Андрей Иванович Ушаков сам занимался этим делом.
— Ну, полковник, — сказал он Бисмарку, — ты в темноте дворца царского на всю жизнь ошибся… Белено мне тебя на сто кусков порвать и каждый кусок отдельно собакам бросить.
— За что такая лютость? — ужаснулся Бисмарк. — Эта девка постоянно крутилась при кухнях, снимая с котлов жирные пенки, и я принял ее за простую кухарку.
— Увы, — ответил Ушаков, — это не кухарка, а родная сестра сиятельной графини Бирен.., вот тебе и пенки! Молись богу, полковник. Пастора завтрева сыщем и приведем для покаяния…
Потом навалился на Бисмарка, заколотил в рот ему “испанский кляп”. Щелкнула потаенная пружина, и груша кляпа механически раздвинулась во рту Бисмарка, даже глаза на лоб полезли, столь широк был кляп этот.
— Лежи тихо, — сказал Ушаков, а сам из крепости в Тайную канцелярию отправился. Было уже совсем поздно. Ушаков по опыту знал, что время ночное всегда способствует слабости человеческой: днем с огня человек того не покажет, что ночью выдаст. Ночью его удобнее на слове проговорном уловить.
Шинель, до пят длинную, Андрей Иванович в сенях Канцелярии на руки Топильского (секретаря своего) сбросил, пожаловался:
— Старею… Вот и мерзнуть стал, Ванюшка.
— В пытошную пройдите, — отвечал Топильский. — Там как раз палачи огонь разводят… Тепло там — прямо сласть!
Пытошная — словно кузница, горят горны, а в них медленно зреют докрасна клещи, фукают мехи, нагнетая в жаровни воздух.
— Какие дела-то у нас на сей день? — спросил Ушаков.
— Парсунных дел мастера, живописцы — братья Никитины…
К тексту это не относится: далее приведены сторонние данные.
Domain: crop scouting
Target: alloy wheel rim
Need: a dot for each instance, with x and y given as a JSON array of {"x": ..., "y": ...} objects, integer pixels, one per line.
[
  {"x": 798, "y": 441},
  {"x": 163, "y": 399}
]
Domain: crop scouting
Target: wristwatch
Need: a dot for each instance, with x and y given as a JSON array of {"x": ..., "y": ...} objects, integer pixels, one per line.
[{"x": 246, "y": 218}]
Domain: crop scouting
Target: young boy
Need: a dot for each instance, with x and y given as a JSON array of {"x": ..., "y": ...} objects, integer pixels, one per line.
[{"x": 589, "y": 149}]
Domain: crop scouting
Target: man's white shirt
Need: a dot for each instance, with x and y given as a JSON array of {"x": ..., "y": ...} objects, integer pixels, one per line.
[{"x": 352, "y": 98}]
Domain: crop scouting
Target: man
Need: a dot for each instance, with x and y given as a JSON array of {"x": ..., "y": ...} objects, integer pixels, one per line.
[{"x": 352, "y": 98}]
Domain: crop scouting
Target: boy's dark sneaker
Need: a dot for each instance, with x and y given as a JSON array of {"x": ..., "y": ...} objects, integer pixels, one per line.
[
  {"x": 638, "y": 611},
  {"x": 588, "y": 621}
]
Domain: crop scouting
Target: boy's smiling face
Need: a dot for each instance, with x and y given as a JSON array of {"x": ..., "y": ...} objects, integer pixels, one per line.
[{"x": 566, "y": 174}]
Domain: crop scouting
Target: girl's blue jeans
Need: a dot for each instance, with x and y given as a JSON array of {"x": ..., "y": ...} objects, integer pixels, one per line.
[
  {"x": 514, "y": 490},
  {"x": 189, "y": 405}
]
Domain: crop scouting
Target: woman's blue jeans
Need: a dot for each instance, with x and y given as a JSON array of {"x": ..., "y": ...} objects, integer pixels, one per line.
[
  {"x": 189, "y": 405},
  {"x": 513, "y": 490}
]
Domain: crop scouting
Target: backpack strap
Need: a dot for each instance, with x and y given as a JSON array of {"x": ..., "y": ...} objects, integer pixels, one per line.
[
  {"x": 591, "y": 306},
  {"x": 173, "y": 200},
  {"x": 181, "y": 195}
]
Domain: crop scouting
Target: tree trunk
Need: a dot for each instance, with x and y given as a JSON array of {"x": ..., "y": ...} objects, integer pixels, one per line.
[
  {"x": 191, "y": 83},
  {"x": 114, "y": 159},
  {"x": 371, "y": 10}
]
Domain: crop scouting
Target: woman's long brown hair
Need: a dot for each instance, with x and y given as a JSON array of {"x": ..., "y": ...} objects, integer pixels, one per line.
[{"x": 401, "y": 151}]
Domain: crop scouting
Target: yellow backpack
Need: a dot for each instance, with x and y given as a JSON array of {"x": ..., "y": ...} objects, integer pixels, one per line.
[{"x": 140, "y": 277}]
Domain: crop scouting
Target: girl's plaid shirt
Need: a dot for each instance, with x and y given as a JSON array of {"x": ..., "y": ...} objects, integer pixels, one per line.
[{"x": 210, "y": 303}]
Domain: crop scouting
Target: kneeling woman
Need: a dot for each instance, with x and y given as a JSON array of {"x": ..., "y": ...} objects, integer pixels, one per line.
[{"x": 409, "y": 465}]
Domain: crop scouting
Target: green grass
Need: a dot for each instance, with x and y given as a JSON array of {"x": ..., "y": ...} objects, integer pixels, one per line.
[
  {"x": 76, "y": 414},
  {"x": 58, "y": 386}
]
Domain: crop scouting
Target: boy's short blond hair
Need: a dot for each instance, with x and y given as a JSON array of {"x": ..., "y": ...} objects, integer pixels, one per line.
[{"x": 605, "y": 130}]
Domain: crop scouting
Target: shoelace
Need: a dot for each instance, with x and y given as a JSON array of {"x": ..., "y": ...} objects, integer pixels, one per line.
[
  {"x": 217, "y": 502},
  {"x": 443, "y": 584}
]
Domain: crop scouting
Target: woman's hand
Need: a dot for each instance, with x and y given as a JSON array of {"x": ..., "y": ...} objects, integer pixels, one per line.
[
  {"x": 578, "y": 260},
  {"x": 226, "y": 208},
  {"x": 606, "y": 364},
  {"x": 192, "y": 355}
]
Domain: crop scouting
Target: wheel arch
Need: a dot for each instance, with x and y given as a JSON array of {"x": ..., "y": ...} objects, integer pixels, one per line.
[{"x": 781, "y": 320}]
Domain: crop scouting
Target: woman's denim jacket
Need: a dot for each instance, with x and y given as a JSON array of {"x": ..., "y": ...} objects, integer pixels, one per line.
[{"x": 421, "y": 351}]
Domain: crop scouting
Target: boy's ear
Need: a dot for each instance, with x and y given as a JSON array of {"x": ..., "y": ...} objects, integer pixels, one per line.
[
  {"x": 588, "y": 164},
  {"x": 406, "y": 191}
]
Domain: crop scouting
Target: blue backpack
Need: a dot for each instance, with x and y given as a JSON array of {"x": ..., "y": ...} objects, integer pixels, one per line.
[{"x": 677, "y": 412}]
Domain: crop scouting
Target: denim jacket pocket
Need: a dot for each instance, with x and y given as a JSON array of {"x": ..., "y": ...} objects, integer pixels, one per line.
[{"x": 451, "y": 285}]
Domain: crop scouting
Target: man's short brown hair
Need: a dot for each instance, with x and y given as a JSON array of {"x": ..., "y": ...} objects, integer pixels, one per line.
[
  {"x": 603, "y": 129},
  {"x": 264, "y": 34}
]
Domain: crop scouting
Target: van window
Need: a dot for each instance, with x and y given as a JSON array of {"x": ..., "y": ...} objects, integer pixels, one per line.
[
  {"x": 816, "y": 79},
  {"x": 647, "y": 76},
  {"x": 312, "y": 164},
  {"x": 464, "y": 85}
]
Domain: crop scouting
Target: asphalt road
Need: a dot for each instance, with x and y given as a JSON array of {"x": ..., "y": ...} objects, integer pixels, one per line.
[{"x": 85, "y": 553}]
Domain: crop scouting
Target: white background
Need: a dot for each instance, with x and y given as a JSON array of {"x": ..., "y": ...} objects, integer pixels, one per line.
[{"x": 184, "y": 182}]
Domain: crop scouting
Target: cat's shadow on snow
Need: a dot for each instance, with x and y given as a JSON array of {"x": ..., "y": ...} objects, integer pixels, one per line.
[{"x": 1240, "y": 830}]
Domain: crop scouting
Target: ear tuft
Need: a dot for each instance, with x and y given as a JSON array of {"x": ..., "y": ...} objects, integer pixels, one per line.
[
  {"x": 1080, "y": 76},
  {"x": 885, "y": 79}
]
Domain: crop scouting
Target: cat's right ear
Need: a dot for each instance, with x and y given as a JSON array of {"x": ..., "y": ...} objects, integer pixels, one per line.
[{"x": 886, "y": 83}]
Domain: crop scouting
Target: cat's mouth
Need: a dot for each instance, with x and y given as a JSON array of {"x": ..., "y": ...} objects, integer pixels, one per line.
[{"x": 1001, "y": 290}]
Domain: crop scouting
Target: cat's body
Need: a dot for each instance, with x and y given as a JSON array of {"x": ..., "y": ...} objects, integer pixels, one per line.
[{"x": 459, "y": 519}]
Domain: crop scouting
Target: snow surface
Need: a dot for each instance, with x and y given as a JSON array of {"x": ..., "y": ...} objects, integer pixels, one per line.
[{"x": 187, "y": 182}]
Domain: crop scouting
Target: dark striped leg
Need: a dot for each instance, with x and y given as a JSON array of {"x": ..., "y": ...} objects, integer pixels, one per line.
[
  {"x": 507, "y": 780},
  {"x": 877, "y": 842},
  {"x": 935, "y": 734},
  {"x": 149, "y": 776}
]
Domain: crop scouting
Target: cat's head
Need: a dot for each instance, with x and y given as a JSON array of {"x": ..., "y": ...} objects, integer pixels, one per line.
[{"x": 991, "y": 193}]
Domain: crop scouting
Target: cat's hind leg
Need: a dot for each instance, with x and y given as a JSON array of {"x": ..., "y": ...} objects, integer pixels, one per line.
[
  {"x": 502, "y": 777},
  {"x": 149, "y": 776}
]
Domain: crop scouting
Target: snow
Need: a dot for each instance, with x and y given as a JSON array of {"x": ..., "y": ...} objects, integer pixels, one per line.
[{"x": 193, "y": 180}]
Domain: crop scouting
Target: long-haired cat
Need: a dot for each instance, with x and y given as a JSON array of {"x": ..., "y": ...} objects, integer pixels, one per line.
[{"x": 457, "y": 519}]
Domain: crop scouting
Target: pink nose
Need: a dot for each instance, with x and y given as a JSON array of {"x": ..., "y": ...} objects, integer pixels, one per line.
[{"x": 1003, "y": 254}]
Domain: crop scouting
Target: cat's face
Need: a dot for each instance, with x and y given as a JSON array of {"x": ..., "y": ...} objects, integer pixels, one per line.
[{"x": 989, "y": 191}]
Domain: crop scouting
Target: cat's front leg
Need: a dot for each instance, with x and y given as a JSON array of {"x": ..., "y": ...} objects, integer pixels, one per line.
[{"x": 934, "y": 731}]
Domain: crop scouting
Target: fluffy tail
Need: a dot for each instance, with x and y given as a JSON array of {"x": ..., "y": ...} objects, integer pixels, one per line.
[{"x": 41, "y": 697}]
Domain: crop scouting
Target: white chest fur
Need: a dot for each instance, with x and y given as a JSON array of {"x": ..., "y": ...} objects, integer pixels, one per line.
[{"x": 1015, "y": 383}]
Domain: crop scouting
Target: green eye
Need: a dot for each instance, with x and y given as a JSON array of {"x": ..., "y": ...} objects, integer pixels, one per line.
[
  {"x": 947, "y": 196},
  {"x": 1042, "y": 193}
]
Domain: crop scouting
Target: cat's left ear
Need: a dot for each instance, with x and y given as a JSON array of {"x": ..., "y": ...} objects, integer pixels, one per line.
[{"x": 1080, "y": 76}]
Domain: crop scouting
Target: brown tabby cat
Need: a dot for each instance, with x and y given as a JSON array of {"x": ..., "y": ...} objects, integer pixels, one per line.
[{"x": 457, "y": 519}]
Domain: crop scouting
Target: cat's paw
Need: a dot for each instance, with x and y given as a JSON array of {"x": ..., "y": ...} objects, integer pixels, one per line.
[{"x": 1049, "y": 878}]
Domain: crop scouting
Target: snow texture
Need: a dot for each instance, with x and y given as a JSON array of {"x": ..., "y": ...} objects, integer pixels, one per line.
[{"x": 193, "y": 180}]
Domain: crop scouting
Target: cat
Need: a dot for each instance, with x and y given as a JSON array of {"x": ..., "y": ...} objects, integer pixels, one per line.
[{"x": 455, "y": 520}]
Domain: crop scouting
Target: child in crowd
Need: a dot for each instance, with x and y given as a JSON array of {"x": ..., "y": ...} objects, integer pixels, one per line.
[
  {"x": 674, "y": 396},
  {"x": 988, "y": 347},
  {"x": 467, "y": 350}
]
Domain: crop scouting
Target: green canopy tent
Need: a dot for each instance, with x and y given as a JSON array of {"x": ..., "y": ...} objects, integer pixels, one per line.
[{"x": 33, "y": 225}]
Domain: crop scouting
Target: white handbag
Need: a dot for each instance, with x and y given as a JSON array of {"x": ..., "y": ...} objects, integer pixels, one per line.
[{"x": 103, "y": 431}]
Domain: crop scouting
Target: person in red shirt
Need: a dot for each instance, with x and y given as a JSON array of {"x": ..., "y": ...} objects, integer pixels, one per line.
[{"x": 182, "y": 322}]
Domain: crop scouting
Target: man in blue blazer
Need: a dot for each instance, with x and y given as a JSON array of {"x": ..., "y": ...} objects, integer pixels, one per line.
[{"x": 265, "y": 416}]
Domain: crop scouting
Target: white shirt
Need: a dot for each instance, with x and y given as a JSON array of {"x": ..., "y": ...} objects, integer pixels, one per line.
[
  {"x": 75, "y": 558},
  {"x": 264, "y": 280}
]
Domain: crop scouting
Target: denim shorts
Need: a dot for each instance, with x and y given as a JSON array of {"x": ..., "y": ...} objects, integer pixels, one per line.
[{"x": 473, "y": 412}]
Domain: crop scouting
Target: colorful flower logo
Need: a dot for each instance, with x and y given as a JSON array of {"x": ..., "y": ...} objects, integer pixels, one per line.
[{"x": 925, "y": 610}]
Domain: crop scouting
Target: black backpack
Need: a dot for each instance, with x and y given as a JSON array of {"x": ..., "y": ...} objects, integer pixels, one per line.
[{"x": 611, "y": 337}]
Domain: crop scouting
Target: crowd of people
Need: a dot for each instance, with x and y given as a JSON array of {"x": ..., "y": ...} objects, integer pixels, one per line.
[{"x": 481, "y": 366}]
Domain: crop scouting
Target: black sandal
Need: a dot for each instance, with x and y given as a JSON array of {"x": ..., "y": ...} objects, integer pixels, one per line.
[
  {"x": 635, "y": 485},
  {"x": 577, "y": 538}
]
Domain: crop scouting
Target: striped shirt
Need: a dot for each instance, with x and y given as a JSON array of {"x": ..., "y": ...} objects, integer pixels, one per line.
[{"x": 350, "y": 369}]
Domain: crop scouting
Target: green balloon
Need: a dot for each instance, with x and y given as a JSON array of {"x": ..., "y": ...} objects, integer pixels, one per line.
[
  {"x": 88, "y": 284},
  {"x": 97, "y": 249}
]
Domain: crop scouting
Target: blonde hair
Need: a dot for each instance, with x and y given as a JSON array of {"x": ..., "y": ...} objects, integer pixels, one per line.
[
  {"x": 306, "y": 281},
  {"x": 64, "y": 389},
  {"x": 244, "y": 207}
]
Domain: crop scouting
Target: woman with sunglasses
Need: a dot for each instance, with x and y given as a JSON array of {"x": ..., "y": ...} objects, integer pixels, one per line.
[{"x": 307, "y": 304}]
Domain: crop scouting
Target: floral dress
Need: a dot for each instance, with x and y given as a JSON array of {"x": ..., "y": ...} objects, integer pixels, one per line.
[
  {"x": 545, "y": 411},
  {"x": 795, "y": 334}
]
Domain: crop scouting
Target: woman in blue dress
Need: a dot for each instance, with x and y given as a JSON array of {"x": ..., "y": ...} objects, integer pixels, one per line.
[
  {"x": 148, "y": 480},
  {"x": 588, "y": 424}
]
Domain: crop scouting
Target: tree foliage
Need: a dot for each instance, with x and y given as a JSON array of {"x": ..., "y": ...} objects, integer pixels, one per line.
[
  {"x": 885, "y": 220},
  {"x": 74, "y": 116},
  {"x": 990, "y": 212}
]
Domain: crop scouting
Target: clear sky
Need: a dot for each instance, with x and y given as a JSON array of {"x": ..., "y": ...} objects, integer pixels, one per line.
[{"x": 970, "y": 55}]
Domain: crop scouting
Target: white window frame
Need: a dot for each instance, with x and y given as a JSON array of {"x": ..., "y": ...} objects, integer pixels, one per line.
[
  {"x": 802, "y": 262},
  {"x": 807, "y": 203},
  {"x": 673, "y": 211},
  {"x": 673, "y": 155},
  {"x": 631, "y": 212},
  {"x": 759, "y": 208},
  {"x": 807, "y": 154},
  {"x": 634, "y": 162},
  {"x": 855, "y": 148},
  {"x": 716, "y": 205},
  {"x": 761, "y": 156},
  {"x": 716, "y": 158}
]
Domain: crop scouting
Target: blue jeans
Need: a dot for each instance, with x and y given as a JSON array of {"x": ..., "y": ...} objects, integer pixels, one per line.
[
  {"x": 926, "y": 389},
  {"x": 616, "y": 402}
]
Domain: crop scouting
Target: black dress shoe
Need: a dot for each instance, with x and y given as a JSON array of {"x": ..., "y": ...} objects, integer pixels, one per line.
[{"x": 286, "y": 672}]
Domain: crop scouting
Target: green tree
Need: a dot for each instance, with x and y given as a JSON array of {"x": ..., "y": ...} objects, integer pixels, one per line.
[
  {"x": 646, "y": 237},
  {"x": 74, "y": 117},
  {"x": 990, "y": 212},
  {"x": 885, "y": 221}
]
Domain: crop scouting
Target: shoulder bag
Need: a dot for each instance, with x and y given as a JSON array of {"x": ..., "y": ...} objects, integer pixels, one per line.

Инквизитор империи на бревне попрыгал, упругость дыбы проверяя. Велел палачам огонь держать — на случай, ежели запираться станут, и готовить пока плети… Очки нацепил и сказал:
— Учнем с божией милостию… Ввести первого пациента! Но тут ввалился, с ног падая, Ванька Топильский:
— Погоди с пациентом.., гости жалуют!
А за ним, прямо в смрад пытошный, шагнула придворная дама. Ушаков даже ахнул… Это была сама Фекла Тротта фон Трейден!
— Если вы, — сказала она шепотом зловещим, — тронете полковника Бисмарка хоть пальцем, я найду способ, чтобы вас…
— Голубушка! — расцвел Ушаков. — Да с чего мне трепать-то его? Рази я молод не был? Все понимаю…
Проводив нежданную гостью, он Топильскому наказал:
— Ванька! Езжай скоряе в крепость да кляп гишпанский из глотки Бисмарка выдерни. И что ни попросит — давать. Вина не жалеть. Пусть жрет и пьет, каналья. Видать, судьба его иная…
Топильский кляп изо рта Бисмарка выдернул:
— Ну, полковник, в темноте дворца царского ошибся ты здорово и для судьбы своей полезно… Теперь, чую, быть тебе в фаворе великом. Ты и меня не забудь, в случае чего. Топильский я! Меня здесь кажинная собака знает… Ванька я!
Мчался по снегам русским роскошный поезд в сорок лакированных карет венских, на полозья от Киева ставленных. Сверкали зеркала и гербы пышные, скакали трубачи, оглашая печальным ревом леса и долины, впереди поезда гайдуки сшибали шапки с мужиков проезжих.
Словно сон, будто сказка, несся кортеж по дорогам, гонимый злодейкой-политикой в сторону столицы России. А позади поезда ехал офицер замыкающий и часто водку на “ямах” пил.
— Везем его высочество, — рассказывал, — принца Антона Ульриха Брауншвейгского, высоконареченного жениха принцессы нашей Анны Леопольдовны Мекленбургской. Дай-то бог, чтобы зачала принцесса нам царя хорошего, доброго и неглупого! Прощайте, люди, за хлеб-водку спасибо… Спешим мы от Вены самой, как бы не опоздать в Питер ко дню рождения императрицы Анны Иоанновны!..
Навзрыд рыдала в Петербурге, жениха поджидая, принцесса Анна Леопольдовна — девочка.